God’s Judgment Day will be far less harsh on us and we should not fear it. His judgments will finally crystalize around the truth of our lives, not the spin put on it by public relations or the caricature made of it by legal distinctions.

The worst that can happen to us in God’s all-knowing presence, is that our untruthful, self-applied layers of makeup and make-do will be gently removed and we will at last reach the goal of our lives: to become ourselves.

That revelation of the truth about who we are and what we really did for or to others will come less as punishment than as relief for millions of good people whose hearts were in the right place beneath the compromises and mistakes they made in life.

In short, God runs a sinner-friendly final judgment.

God’s judgment is a cure for, rather than a curse on, our imperfect ways.
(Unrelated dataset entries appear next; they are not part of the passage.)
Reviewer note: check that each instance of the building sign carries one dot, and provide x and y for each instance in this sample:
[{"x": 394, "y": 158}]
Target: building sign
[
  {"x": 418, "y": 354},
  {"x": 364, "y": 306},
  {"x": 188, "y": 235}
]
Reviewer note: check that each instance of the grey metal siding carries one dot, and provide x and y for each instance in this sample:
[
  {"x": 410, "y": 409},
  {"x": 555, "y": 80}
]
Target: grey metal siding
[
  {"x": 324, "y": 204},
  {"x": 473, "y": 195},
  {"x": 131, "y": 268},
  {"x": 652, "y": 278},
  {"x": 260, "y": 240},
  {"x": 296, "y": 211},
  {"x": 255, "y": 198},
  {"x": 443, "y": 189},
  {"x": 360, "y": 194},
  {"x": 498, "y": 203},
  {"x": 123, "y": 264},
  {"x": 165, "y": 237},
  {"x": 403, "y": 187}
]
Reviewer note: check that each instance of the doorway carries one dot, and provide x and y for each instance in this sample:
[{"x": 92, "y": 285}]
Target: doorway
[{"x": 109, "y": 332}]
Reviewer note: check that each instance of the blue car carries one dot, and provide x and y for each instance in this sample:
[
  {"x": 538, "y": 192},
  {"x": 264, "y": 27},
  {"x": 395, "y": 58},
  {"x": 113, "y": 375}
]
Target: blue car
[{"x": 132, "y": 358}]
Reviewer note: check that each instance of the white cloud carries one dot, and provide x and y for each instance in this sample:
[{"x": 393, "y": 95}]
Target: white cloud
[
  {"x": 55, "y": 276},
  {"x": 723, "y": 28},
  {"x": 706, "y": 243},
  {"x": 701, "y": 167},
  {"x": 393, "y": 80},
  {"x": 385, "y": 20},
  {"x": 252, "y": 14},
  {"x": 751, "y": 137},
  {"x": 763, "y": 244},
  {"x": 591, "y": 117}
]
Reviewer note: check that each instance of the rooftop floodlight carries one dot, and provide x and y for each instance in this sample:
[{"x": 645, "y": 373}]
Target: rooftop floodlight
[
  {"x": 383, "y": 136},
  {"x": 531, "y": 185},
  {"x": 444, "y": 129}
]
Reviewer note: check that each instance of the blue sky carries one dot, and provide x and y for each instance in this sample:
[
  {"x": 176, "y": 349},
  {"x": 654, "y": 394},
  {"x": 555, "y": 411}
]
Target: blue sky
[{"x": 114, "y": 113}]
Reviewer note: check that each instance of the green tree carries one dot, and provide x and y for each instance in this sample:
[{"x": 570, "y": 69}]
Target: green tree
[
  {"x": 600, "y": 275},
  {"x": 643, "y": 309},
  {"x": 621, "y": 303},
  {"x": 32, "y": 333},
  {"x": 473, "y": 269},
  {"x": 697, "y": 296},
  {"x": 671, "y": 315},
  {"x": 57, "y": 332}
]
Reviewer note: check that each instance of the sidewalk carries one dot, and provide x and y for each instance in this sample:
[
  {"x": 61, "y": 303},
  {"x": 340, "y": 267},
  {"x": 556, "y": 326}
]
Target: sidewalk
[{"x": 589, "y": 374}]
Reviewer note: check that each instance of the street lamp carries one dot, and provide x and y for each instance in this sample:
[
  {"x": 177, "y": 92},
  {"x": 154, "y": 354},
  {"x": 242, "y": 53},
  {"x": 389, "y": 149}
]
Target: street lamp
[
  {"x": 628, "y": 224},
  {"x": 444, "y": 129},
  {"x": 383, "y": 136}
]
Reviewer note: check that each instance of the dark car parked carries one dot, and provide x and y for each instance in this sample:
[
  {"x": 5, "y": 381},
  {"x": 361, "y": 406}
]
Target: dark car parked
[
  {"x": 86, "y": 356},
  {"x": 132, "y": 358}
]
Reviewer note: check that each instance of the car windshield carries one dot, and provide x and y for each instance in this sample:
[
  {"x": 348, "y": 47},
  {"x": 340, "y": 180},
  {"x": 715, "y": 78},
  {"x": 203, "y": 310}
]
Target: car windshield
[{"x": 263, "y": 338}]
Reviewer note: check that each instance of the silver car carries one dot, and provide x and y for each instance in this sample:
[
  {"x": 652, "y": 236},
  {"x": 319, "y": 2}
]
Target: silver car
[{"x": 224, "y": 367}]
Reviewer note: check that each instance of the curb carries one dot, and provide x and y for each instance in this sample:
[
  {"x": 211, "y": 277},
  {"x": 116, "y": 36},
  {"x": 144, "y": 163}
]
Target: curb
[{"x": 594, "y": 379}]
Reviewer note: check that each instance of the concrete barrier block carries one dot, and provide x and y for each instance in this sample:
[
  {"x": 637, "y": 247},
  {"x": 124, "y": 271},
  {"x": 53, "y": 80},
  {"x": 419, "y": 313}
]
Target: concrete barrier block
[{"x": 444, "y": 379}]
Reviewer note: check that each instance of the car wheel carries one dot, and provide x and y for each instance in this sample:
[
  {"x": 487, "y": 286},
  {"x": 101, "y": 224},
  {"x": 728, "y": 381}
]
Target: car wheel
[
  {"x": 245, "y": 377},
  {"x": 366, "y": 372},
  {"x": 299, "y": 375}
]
Life may be understood as a Stations of the Cross for each of us. We stumble and fall, get up and go on, learning something more at each crisis point about what we are really like.

Our small vanities will not be held against us. God is very easy on imperfections. Lawyers make a living out of them. And they count little compared to accepting the truth about ourselves that we have been seeking all our lives. The last judgment allows us to complete the process and enter eternity with the right identity.


Law, however, allows no such human understanding and reveals a slice of truth, if any at all, about us. Law has judged itself in our sight, because, in an era without standards, we have invested our hopes too fully in it as a source of ethics and morality that law can never deliver.

The recent weeks of accusations, writs, motions and maneuvers reveal that many lawyers are not interested in the whole truth but only in a part of it that they can fashion into a weapon. You cannot forsake truth and be set free. Only truth does that.

God’s judgment is freeing because he gently allows us to come to, accept, and forgive ourselves for what we truly are. We will see clearly, for example, when we loved less than we thought but also when we loved more than we imagined.

We need that final judgment to clear the docket of false imagery imposed in us when culture heaps all its sins onto the law, thinking that law can do the work of religion and morality that the same culture has abandoned.

When institutions lose confidence in their own ethical codes and procedures _ as universities, churches, the professions, and even athletic teams have in recent decades _ they turn to the law to shore up their authority and to make their decisions for them, whether it is to determine a failing grade, when the ball game can begin, or what the definition of “is” is.

But the law, even in the Supreme Court’s decisions (to which many look, as with abortion, for a moral judgment) cannot deliver the truths that, in the long run, we must define and recognize as our personal moral guidelines and our professional ethical standards.


American law, as the searing post-election experience shows, is essentially partisan: lawyers choose sides and act, not as authors of fairness, but as advocates for one party or the other. Their concern is not to effect justice or to make a more perfect world but to win at whatever cost _ even if it increases the imperfection of this world.

America’s indigestion is not from Thanksgiving. It isn’t even from the election. The heartburn and heartbreak arise from letting law take over our lives and transform its most essential human elements _ truth and trust _ to win at all costs, goals that will never be confused with justice.

Ask yourself a question. Wouldn’t you prefer God to Alan Dershowitz to preside on Judgment Day?